On the authority of Abu Maalik al-Haarith ibn Aasim al-Ashari, (may Allah be pleased with him), who said: The Messenger of Allah (peace be upon him) said, ‘Purification is half of the faith. The phrase al-hamdulillah (‘All praises be to Allah ‘) fills the scale. The phrases sub-haanallaah (‘High is Allah above every imperfection and need; He is pure and perfect’) and al-hamdullilah (‘All praise be to Allah’) fill together – or each fill – what is between the heavens and earth. Prayer is a light. Charity is a proof. Patience is a brightness. The Qur’an is either an argument for you or against you. And everyone goes out in the morning and sells himself either freeing or destroying himself.” (Recorded in Muslim)
“Prayer is a light.”
We should note firstly that there are three different ways of understanding an expression of this nature in Arabic. The first way is to understand it as a way of expressing a likeness between two things, so prayer is not actually a light but very similar to it. The second is that prayer is full of light and the third is that it gives light. All of these are possible meanings from the way this statement ‘Prayer is a light’ is expressed here.
As a result, the scholars have differed in their interpretations of this statement. Some have said that the meaning of ‘light’ in this statement is spiritual and not physical. Prayer is therefore like a guiding light along the Straight Path that keeps one away from sins and transgression. This interpretation is supported by the Quranic ayah:
“Verily, the prayer prevents one from great sins and wicked deeds.” (Surah al-Ankaboot:45)
A second interpretation is that ‘light’ is meant here in a physical sense. On the Day of Judgment, the prayers will be transformed into a physical light for the one who performed them. Allah (swt) tells us in the Qu’ran:
“On the day you shall see the believing men and the believing women: their light running forward before them and by their right hands.” (Surah al-Hadeed:12)
A third interpretation is that ‘light’ means a physical light, but in this life rather than in the Hereafter. The faces or physical beings of people who pray will have a light about them. This interpretation is based on the Quranic ayah:
“Their mark [of faith] is on their faces from the traces of prostration (during their prayers)” (Surah al-Fath:29)

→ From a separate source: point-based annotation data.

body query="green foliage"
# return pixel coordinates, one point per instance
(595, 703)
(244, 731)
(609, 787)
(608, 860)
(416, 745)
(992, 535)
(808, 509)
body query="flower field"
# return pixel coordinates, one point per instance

The Prophet Muhammad (s) stated that the prayer is a ‘light’, but he (s) did not confine this to any particular type of light, he (s) left the statement open. Hence it is possible that all three of these interpretations of the meaning for this statement are correct. Prayer may be understood to incorporate both physical and spiritual light, in this life and in the Hereafter. This demonstrates the importance and profound nature of the prayer and its virtues. Illuminating the Path to Paradise.